Wel­cher GdB ist zu erwarten?

Kei­ne Pau­scha­li­sie­rung mög­lich! Der GdB rich­tet sich:
nach dem Grad der Beschwerden
z.B. nach der Beein­träch­ti­gung des Kräf­te- und Ernährungszustandes
z.B. den Fol­ge- und Beglei­ter­kran­kun­gen, extrain­tes­ti­na­le Mani­fes­ta­tio­nen, sind zusätz­lich zu bewerten

Ver­sor­gungs­me­di­zi­ni­sche Grundsätze:

Der GdB wird für die jewei­li­ge Erkran­kung durch die sog. “Anla­ge zu § 2 der Ver­sor­gungs­me­di­zin-Ver­ord­nung” den Ver­sor­gungs­me­di­zi­ni­schen Grund­sät­zen nach all­ge­mei­ne Beur­tei­lungs­re­geln und Ein­zel­an­ga­ben festgelegt.
Fest­le­gung erfolgt durch Gesamt­be­wer­tung aller fest­ge­stell­ten Beeinträchtigungen.
Wer­te der ein­zel­nen Behin­de­run­gen kön­nen nicht zusam­men­ge­rech­net werden!
Bei Fest­le­gung des GdB ist der Gut­ach­ter weit­ge­hend frei.Hier fin­den Sie die VER­SOR­GUNGS­ME­DI­ZI­NI­SCHEN GRUNDSÄTZE

Wider­spruch und Klage:

Ent­spricht der von Ihnen bean­trag­te GdB nicht dem­je­ni­gen, der Ihnen nach den o.g.

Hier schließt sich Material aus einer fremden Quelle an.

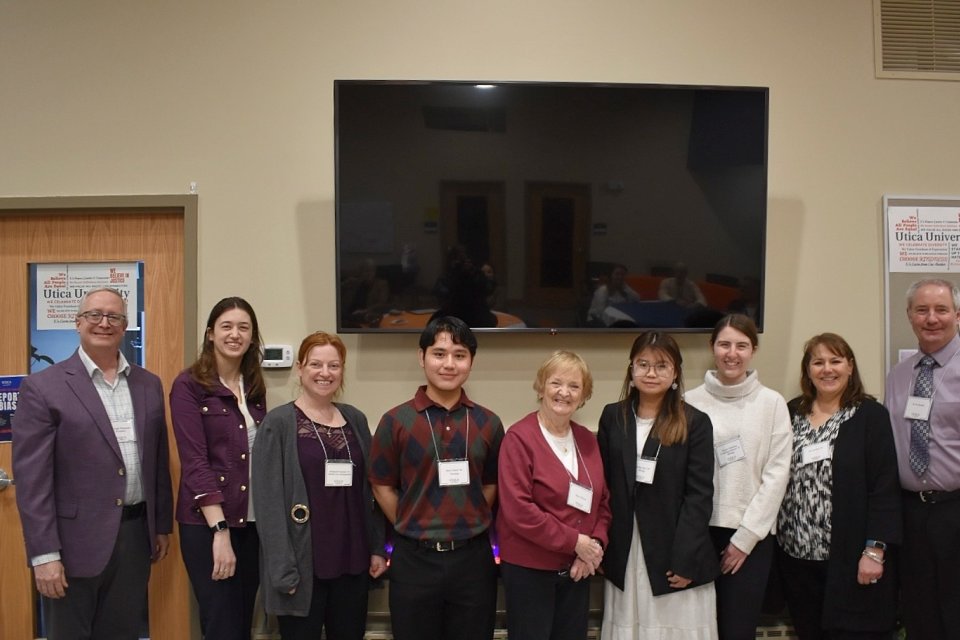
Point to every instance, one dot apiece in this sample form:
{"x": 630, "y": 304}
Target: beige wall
{"x": 119, "y": 97}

Grund­sät­zen zuste­hen kann, besteht die Mög­lich­keit Wider­spruch und ggf. Kla­ge gegen den zugrun­de lie­gen­den Bescheid zu erheben.

Wider­spruch inner­halb eines Monats nach erge­hen des Beschei­des (auf Frist achten!!)
Schrift­lich beim Versorgungsamt
Gleich­zei­tig Akten­ein­sicht anfordern
Wider­spruchs­be­grün­dung immer erst nach Akteneinsicht!!

Wird Ihrem Wider­spruch nicht abge­hol­fen und es ergeht ein sog. Wider­spruchs­be­scheid, ist inner­halb eines Monats nach Bekannt­ga­be Kla­ge vor dem zustän­di­gen Sozi­al­ge­richt zu erheben.

Gleich­stel­lung:

Wann bekom­me ich eine Gleichstellung?
Weni­ger als GdB 50 jedoch min­des­tens GdB 30
Wo steht es? -> § 2 Abs. 3 SGB IX in Ver­bin­dung mit § 151 Abs. 2 und 3 SGB IX
Der Antrag wir beim zustän­di­gen Arbeits­amt gestellt!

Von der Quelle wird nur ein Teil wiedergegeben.